24.09.2018 - Erfurt (dpa/th) - Die Thüringer Landtagsfraktion der Grünen hat ihren Eilantrag zur Mitnahme von Babys in Parlamentssitzungen zurückgenommen. Das teilte eine Sprecherin des Verfassungsgerichtshofs in Weimar am Montag mit. Damit werde es keine Eilentscheidung der Richter dazu geben, ob Abgeordnete Säuglinge in den Sitzungssaal in Erfurt mitnehmen können, um ihr Mandat auszuüben.

  • Die Abgeordnete Madeleine Henfling (Grüne) kommt mit einem Baby-Tragegestell in den Thüringer Landtag. Foto: Jens Kalaene/Archiv © dpa - Deutsche Presse-Agentur

    Die Abgeordnete Madeleine Henfling (Grüne) kommt mit einem Baby-Tragegestell in den Thüringer Landtag. Foto: Jens Kalaene/Archiv © dpa - Deutsche Presse-Agentur GmbH

Die Grünen hätten das Verfahren für erledigt erklärt, nachdem Landtagspräsident Christian Carius den wenige Wochen alten Sohn der Grünen-Abgeordneten Madeleine Henfling im Parlament nun tolerieren wolle. Zudem solle eine grundsätzliche Regelung zur Mitnahme von Kleinkindern zu den Landtagssitzung gesucht werden, hatte Carius angekündigt.

Der Landtagspräsident hatte Henfling, die zur August-Sitzung des Parlaments mit ihrem Säugling im Tragegut erschienen war, aus dem Plenarsaal geworfen. Seine Entscheidung hatte er mit der Geschäftsordnung des Landtages und einem Beschluss des Landtagsvorstandes begründet.
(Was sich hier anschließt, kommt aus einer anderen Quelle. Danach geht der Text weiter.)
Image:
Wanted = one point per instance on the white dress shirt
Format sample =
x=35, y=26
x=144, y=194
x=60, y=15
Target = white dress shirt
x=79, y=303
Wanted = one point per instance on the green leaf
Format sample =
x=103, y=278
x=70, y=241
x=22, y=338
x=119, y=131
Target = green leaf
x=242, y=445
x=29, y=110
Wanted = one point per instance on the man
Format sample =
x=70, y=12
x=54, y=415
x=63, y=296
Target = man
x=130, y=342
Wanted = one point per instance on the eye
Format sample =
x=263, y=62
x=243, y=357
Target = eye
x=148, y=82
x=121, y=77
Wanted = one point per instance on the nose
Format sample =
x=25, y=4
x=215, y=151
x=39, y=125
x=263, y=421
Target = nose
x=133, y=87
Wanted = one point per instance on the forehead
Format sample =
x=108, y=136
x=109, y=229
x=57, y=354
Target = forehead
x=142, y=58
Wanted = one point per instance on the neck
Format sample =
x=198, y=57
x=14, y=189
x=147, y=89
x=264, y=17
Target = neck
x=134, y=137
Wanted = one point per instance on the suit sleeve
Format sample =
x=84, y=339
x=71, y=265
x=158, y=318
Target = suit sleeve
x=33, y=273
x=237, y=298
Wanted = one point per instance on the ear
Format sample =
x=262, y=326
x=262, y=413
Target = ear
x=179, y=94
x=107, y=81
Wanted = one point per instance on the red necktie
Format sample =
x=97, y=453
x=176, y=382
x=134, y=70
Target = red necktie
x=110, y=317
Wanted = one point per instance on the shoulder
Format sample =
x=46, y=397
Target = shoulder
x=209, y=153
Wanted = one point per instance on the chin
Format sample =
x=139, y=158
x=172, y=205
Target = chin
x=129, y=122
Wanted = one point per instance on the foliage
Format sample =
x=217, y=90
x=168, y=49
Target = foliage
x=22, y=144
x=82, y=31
Der Rauswurf von Mutter und Kind hatte zu kontroversen Debatten geführt. Nun kann die Abgeordnete und Mutter ihren Sohn zur dreitägigen Parlamentssitzung von Mittwoch an mitbringen. Angekündigt wurde auch die Einrichtung eines provisorischen Stillzimmers in der Nähe den Plenarsaals. Drei Abgeordnete des Thüringer Landtags waren in den vergangenen Monaten Mütter geworden.